The CARES Act provides that the limitation on corporate charitable contributions is increased to 25% of the corporation’s taxable income (previously 10% of taxable income).
Small business interruption loans (see PPP loans) were implemented to provide significant relief for small businesses substantially affected by COVID-19 with potentially forgivable loans [Section 7(a) loans].
Eligible entities
Requirements
Loan terms
Allowable use of funds
Loan forgiveness
Other items
Unemployment benefits increase by $600 a week for up to four months through July 31, 2020.
The CARES Act provides a credit of $1,200 ($2,400 for joint filers), plus $500 for each qualifying child, for 2020. The phaseout of payment begins for adjusted gross income (AGI) level at $75,000 for single filers ($150,000 joint). The credit phases out entirely at $99,000 ($198,000 for joint filers). An eligible individual is any individual who has a Social Security number. Nonresident aliens are not eligible.
In general, a retirement plan participant or IRA owner who reaches age 72 is required to take RMDs annually. The CARES Act has waived the RMD rules for the calendar year 2020 for IRAs and certain defined contribution plans.

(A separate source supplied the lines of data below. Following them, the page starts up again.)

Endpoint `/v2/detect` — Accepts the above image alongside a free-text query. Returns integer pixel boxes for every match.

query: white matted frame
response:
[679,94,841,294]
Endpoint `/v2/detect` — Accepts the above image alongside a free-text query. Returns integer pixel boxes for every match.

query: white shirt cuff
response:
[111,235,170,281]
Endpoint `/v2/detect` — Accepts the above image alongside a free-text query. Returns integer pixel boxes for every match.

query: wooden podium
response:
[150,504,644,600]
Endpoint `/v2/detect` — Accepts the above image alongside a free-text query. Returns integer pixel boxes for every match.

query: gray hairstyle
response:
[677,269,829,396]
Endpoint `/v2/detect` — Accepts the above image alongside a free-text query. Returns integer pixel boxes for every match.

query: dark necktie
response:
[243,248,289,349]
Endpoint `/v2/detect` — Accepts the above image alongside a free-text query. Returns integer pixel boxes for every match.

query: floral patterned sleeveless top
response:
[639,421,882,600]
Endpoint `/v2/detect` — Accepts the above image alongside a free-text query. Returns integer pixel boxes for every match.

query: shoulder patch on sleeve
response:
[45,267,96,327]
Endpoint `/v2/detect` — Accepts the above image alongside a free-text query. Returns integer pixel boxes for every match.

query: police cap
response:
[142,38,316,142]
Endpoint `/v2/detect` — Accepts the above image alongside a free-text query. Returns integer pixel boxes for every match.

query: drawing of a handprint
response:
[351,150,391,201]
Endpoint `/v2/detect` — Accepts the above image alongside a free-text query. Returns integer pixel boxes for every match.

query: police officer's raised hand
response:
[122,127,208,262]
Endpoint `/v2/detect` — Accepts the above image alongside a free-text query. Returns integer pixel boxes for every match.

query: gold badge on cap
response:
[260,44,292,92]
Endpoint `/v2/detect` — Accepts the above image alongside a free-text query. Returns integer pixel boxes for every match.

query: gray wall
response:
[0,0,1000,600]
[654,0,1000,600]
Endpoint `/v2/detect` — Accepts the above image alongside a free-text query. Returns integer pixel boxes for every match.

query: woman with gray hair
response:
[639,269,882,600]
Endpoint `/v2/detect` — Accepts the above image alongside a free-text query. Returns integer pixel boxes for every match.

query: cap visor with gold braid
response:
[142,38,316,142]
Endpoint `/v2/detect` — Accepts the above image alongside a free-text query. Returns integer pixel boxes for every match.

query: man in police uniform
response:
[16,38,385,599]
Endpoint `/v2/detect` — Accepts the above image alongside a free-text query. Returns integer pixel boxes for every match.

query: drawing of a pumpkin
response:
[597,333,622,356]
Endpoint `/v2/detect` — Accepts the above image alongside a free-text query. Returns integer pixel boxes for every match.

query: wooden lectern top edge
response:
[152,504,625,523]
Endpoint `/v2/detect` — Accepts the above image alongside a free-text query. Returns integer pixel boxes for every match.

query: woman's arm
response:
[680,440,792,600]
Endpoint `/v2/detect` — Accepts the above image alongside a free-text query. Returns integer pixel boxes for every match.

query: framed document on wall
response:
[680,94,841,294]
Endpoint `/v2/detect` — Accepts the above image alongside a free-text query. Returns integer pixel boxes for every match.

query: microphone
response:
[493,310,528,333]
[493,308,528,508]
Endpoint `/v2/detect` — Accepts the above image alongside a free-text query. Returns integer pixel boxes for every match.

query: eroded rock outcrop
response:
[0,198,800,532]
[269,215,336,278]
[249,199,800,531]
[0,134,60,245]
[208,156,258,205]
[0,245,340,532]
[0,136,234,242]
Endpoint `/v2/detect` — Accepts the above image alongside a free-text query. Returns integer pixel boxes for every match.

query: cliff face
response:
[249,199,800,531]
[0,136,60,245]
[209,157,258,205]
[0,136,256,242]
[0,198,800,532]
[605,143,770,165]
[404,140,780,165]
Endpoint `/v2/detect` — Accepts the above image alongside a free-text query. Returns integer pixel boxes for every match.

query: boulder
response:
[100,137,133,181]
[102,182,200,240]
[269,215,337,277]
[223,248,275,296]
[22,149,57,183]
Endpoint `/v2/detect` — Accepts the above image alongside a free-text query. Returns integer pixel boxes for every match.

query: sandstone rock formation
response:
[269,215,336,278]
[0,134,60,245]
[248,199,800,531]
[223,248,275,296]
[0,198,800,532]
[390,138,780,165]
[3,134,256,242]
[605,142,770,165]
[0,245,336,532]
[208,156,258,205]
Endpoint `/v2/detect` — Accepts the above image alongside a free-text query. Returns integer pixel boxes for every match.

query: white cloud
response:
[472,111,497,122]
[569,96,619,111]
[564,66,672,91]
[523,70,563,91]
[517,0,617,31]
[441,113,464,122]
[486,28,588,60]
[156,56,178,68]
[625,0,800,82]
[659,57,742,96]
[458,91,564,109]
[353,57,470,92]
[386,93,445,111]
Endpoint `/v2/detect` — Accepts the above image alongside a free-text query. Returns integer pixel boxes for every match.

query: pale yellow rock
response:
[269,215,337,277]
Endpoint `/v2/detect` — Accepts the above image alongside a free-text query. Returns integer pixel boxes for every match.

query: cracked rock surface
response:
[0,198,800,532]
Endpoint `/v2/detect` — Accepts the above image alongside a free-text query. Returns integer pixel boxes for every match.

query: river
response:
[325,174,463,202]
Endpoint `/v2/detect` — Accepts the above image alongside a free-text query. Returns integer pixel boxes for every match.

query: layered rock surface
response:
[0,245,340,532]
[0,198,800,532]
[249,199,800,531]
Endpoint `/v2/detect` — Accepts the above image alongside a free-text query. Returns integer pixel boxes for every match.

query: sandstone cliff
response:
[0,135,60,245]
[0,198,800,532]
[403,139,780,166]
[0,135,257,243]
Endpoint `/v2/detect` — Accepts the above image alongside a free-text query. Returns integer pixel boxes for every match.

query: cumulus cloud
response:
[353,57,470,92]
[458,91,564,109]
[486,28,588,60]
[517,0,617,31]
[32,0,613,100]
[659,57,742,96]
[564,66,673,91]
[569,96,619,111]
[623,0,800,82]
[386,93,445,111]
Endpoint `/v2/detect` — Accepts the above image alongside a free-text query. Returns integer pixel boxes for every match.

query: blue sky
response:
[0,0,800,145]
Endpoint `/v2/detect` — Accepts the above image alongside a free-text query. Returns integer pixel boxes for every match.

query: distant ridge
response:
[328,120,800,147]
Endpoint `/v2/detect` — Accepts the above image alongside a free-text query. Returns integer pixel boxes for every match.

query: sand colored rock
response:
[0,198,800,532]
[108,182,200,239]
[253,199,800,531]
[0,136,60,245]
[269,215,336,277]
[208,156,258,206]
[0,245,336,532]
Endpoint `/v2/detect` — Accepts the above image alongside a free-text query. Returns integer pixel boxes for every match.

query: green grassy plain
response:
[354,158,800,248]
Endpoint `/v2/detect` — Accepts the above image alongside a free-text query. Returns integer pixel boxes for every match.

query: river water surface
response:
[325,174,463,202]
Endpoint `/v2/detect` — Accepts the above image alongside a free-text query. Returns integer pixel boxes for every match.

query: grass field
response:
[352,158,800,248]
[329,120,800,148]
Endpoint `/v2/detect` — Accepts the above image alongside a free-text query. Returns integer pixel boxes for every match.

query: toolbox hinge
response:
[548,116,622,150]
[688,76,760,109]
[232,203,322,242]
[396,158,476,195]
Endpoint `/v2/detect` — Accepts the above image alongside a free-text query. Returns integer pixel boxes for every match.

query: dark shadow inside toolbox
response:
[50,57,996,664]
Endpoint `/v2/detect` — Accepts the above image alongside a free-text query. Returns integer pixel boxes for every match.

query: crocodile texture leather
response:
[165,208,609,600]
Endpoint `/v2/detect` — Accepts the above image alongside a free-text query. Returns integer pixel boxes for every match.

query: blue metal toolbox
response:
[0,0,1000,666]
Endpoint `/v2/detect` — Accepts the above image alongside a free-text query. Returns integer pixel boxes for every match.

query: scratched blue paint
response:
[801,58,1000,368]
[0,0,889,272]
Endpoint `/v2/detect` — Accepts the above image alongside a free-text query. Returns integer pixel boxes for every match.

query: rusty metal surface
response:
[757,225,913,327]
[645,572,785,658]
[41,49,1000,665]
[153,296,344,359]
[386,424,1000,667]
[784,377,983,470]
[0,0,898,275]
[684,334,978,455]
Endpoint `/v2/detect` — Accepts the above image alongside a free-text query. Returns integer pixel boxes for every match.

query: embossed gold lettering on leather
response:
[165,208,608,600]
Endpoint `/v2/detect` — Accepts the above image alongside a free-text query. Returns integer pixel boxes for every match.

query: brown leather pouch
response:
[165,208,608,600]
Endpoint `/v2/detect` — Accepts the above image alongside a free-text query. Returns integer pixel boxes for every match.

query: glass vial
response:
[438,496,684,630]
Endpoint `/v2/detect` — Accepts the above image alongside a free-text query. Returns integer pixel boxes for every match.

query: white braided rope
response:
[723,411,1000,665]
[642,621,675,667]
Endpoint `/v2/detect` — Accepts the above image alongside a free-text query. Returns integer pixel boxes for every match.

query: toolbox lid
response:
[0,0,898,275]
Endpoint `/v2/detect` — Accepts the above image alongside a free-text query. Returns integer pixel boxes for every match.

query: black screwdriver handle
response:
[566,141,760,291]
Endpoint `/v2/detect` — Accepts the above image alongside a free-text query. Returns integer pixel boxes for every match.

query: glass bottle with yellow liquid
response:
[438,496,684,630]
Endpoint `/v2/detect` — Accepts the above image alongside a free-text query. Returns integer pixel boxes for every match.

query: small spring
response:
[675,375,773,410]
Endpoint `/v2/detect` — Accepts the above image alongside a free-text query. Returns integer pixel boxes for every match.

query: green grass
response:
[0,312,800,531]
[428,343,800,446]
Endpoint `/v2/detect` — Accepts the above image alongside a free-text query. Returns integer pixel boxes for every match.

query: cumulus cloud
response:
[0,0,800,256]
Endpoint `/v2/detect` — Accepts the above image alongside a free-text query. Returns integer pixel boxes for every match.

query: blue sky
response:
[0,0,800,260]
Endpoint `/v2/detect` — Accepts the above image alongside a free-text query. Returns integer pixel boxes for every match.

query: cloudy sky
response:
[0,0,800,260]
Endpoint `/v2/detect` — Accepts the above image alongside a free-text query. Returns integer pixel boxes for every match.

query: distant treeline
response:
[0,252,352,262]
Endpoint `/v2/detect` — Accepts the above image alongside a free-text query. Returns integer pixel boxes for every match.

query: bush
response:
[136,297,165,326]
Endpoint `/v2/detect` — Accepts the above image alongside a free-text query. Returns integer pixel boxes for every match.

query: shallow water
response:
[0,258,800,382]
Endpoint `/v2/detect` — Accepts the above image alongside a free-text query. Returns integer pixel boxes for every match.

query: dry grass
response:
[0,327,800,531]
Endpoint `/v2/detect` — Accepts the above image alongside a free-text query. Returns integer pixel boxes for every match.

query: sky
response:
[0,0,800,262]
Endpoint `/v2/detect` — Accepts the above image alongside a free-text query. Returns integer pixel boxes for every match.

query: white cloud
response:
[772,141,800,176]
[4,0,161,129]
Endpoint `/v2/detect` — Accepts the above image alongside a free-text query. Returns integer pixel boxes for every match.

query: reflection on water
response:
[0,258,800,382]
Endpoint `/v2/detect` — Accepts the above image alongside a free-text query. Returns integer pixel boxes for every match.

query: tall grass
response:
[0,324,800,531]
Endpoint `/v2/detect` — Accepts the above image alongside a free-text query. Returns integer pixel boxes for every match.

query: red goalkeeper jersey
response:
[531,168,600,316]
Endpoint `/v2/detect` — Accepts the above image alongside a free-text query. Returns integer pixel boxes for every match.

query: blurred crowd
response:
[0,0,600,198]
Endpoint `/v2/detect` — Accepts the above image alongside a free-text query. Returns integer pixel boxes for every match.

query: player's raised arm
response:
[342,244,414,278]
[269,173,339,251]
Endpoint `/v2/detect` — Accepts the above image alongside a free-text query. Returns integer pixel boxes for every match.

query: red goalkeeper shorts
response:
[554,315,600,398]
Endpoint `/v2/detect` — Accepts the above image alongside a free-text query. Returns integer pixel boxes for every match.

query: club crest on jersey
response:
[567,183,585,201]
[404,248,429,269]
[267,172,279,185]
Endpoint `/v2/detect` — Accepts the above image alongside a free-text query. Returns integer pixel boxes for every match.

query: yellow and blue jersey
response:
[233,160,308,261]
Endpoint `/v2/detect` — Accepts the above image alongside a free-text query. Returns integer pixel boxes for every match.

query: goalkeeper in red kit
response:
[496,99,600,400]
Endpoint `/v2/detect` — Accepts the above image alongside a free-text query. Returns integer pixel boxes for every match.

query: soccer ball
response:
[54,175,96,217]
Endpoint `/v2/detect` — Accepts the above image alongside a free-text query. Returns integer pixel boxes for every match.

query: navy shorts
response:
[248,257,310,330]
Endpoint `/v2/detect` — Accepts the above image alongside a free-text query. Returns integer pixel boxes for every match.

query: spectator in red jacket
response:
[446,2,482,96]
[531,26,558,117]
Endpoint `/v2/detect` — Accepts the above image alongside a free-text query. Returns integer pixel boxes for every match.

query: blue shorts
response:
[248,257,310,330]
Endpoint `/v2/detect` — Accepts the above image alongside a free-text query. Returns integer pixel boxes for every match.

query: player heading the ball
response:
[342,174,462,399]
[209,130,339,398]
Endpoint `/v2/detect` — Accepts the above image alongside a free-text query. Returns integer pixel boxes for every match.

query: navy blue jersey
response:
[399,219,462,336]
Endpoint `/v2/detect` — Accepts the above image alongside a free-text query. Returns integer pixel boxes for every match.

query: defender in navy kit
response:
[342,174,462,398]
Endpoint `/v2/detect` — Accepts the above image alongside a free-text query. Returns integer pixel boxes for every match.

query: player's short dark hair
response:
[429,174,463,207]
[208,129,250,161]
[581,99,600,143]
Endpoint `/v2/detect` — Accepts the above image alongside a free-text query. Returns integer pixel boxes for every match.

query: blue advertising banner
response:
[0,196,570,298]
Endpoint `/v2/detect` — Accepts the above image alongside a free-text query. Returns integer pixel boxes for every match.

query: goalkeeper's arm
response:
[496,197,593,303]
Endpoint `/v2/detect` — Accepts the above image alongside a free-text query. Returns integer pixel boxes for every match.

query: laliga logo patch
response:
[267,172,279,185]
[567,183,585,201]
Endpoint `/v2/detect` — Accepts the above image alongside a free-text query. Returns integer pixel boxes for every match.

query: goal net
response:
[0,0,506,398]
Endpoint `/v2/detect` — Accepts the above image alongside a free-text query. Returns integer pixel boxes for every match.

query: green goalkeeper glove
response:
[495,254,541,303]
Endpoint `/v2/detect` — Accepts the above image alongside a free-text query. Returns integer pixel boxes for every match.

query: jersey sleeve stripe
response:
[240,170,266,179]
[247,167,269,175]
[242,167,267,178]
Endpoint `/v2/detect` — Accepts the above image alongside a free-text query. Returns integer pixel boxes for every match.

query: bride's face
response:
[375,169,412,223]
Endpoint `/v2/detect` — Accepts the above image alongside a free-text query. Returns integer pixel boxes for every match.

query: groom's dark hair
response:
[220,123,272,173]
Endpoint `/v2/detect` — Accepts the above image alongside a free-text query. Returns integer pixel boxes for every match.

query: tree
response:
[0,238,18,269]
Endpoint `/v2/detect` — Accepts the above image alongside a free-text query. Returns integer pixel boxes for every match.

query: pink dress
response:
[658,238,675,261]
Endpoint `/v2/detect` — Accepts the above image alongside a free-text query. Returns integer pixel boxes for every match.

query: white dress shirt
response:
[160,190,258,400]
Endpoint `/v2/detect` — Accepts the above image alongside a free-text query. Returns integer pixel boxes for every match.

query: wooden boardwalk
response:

The CARES Act removes the early withdrawal 10% tax penalty if the distribution from a qualified retirement plan made in 2020 is considered a “coronavirus-related distribution.” The aggregate amount received by an individual which can be treated as a “coronavirus-related distribution” cannot exceed $100,000. The income from the distribution is spread ratably over 3 years. The income can be avoided if the distributions are repaid within 3 years from the date of receipt.
The “coronavirus-related distribution” is defined by the CARES Act as a distribution to an individual who:
The CARES Act increases the loans from qualified plans to $100,000 (from $50,000) in the first 180 days beginning on the date of enactment of the Act.
The deadline for making 2019 individual retirement account (IRA), health savings account (HSA) and Archer medical savings account (MSA) contributions are extended until July 15, 2020.
The CARES Act has increased the deduction percentage limitation for cash charitable contributions from 60% to 100% of the taxpayer’s adjusted gross income for the 2020 tax year. Contributions to 509(a)(3) organizations and donor-advised funds are not eligible. Only cash contributions made in the 2020 calendar year to an organization described in Code Sec. 170(b)(1)(A) are eligible. Any unused excess contributions will be a carryover.
Individuals who use the standard deductions instead of itemized deductions may now claim up to $300 of charitable deduction to arrive at adjusted gross income on the 2020 tax return.
The CARES Act removes the limitation on excess business losses for taxpayers other than corporations for tax years beginning after December 31, 2017, and before January 1, 2021. The limitation reverts back to the $250,000 ($500,000 joint return) limits established by TCJA starting 2021.